08 set 2014

Quanto amore c'è a Verona?


 (Verona in: maps.google.com)


Shakespeare non per caso ha scelto Verona. Già il centro della città sembra avere la forma di un cuore. Poi, per esempio, la caffetteria chiamata “Amorino”, oppure la panchina “Forever love” a forma di un cuore, ci ricordano che la città molto volentieri sfrutta quello „stigma” amoroso, e nonostante che la storia di Romeo e Giulietta sia finita male,Verona stessa sembra abbracciarci.


Vale la pena scrivere le lettere a Giulietta? Credo che sia meglio venire a trovarla personalmente. La strada per arrivare alla casa di Giuglietta è semplice. Bastano 10 minuti soli per arrivare da Piazza Brà (proseguendo prima, sempre dritto via Anfiteatro e poi via Stella) al famoso balcone. Prima però dobbiamo attraversare un grazioso cortile dove ci aspetta una sorpresa: una montagna di firme e scritture lasciate dagli innamorati sul muro alla entrata al cortile della casa di Giulietta.





E come si sa, l’amore assume diverse forme, e un esempio perfetto di questa tesi possono essere i chewing gum induriti, attaccati dagli innamorati vicino alla porta della casa di Giulietta, come un segno della loro presenza a Verona e un simbolo del loro amore. Che ne dite? Io preferisco i lucchetti, i quali, a dire la verità, non ci mancano pure.


Vale anche la pena visitare la casa di Giulietta dall’interno e uscire al famoso balcone. Là possiamo godere una breve (di pochi secondi, a causa della folla dietro le spalle) trasformazione in Giulietta. Sotto però, non ci aspetta Romeo, ma altri turisti anche volenterosi ad affacciarsi dal balcone.

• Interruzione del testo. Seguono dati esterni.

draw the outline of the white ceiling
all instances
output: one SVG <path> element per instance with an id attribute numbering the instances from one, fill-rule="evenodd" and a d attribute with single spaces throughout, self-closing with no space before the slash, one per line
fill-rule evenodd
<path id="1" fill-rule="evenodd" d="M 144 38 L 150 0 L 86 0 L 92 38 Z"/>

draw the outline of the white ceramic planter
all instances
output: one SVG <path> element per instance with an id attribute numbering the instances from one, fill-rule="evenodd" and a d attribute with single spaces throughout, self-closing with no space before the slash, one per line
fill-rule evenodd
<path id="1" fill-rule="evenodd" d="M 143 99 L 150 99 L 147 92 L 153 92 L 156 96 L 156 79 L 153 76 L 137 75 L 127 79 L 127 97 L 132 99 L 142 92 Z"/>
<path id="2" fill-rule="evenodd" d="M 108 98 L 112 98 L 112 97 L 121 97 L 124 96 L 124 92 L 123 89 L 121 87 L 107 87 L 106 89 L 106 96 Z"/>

Seguendo le tracce degli amanti veronesi, ci rechiamo verso via delle Arche Scaligere, dove si trova la casa di Romeo, la quale però si può ammirare solo dall’esterno, visto che è un edificio privato, chiuso per i turisti. 







Camminando per le città italiane, bisogna star attenti ai dettagli. Vale la pena notare che sia vicino la porta della casa di Giulietta, sia di quella di Romeo ci si trovano le targhe con i frammenti dell’opera di Sheakspeare scritti in italiano e inglese. Grazie ad esse i turisti possono ancora di più, perdersi in sogni proprio all’italiana.


Delle epoche passate ci ricordano tra l’altro l’Arena ( anfiteatro collocato in Piazza Brà, dove oggigiorno si svolgono i concerti e il festival lirico), e la Porta Borsari, costruita nel I secolo.






Com’è Verona? Colorata, bella e affascinante. E la sua bellezza la si può apprezzare pienamente una volta arrivati sotto il Castel di San Pietro (prima attraversando il Ponte Pietra). Con ogni passo la città sembra mostrarci la sua semplicità e, nello stesso tempo, bellezza dell’architettura italiana. Una volta arrivati al Castel San Pietro si può respirare a polmoni pieni e ammirare il panorama di tutta la città, e così, soleggiata o piovosa, merita di essere ricordata.